Bandini, la tragedia di Montecarlo
In totale sono sette i piloti della Ferrari morti in pista nella storia della F1. Tra questi, oltre Villeneuve, un'altra vittima del 'maggio nero' fu Lorenzo Bandini, deceduto il 10 maggio 1967 dopo il terribile incidente accaduto sul circuito di Montecarlo. Per il pilota emiliano nato in Libia fu fatale l'82° giro, la sua monoposto giunse alla chicane del porto ad una velocità incredibile, la vettura colpì una bitta di ormeggio delle navi che era celata da un cartellone pubblicitario, si staccò dall'asfalto e riccadde capovolta.
Un istante dopo venne avvolta dalle fiamme. Nella circostanza ci fu un tragico errore di valutazione da parte dei vigili del fuoco, secondo i quali Bandini era stato sbalzato fuori dall'auto ed era finito in mare come Alberto Ascari nell'incidente del 1955. Solo dopo aver spento l'incendio e sollevato la Ferrari, ci si rese conto che il pilota era ancora nell'abitacolo. Sarà trasportato in ospedale, dove morirà tre giorni dopo a causa delle ferite e delle gravissime ustioni.

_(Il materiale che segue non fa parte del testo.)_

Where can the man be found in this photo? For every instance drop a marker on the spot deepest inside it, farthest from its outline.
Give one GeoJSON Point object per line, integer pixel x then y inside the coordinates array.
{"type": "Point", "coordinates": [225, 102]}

Elio De Angelis, l'ultima vittima italiana
Sette è anche il numero dei piloti italiani la cui vita è finita in pista da quando è stato istituito il Mondiale di F1. L'ultimo della serie è Elio De Angelis, talento puro e grande cuore, 108 Gran Premi disputati tra il 1979 ed il 1986, un bilancio di 2 vittorie e 10 podi ed un terzo posto assoluto nel campionato del 1984.
Un unico, grande rimpianto, quello di non aver guidato una macchina realmente competitiva, opportunità che avrebbe certamente meritato. Arrivò alla Lotus nel 1980 quando la storica scuderia britannica aveva già imboccato la parabola discedente, passò alla Brabham nel 1986 e la sua vettura non era nemmeno lontana parente di quella che Nelson Piquet aveva condotto per due volte al titolo iridato. Elio morirà il 15 maggio 1986 a causa di un incidente sul circuito francese di Le Castellet. Il distacco dell'alettone fece perdere stabilità al retrotreno dell'auto che cappotterà ripetutamente, prima di schiantarsi contro una barriera e prendere fuoco. Inutili i tentativi di numerosi colleghi, tra cui Alain Prost, di estrarlo dall'abitacolo.
Sarà poi soccorso e trasportato all'ospedale di Marsiglia dove morirà il giorno dopo. Il 'maggio nero', pertanto, non ha risparmiato nemmeno le prove che si sono svolte al di fuori del calendario mondiale: era maggio anche ventisei anni prima, il 13 maggio 1960, quando un incidente durante le qualifiche del 'British Racing Driver Club International Trophy' costò la vita al pilota statunitense della Cooper, Harry Schell.
La triste fama di Indianapolis
I piloti di F1 deceduti in pista nel mese di maggio, dal 1953 al 1994, sono in totale 12. Ad onor del vero, però, c'è una gara su tutte che ha contribuito al 'maggio nero' ed è tra le più affascinanti, leggendarie ma, nel contempo, tra le più pericolose di sempre.
Negli anni '50, infatti, la 500 miglia di Indianapolis era inserita nel calendario del Campionato mondiale di F1 e si correva sul classico ovale. Furono 8 le vittime di Indianapolis, ad iniziare dall'esperto Chet Miller deceduto a seguito di un incidente nelle qualifiche della 500 miglia edizione 1953, esattamente il 15 maggio, alla guida di una Kurtis Kraft. La gara, disputata due settimane dopo, venne funestata da un altro lutto: Carl Eugene Scarborough, compagno di scuderia di Miller, morì infatti al termine della prova a causa di un'ipertemia. Nel suo caso non si può comunque parlare di una morte in pista. Due anni dopo fu la volta di Manny Ayulo, il 16 maggio del 1955, seguito quattordici giorni più tardi da Bill Vukovich che era reduce da due successi di fila nello storico ovale.
Nelle qualifiche del 1957, il 15 maggio, perse la vita Keith Andrews mentre nella gara dell'anno successivo, disputata il 30 maggio, toccò a Pat O'Connor. Gli ultimi due piloti morti ad Indianapolis in un Mondiale di F1 furono Jerry Unser e Bob Cortner, rispettivamente il 17 ed il 19 maggio 1959. Tutte le vittime erano di nazionalità statunitense.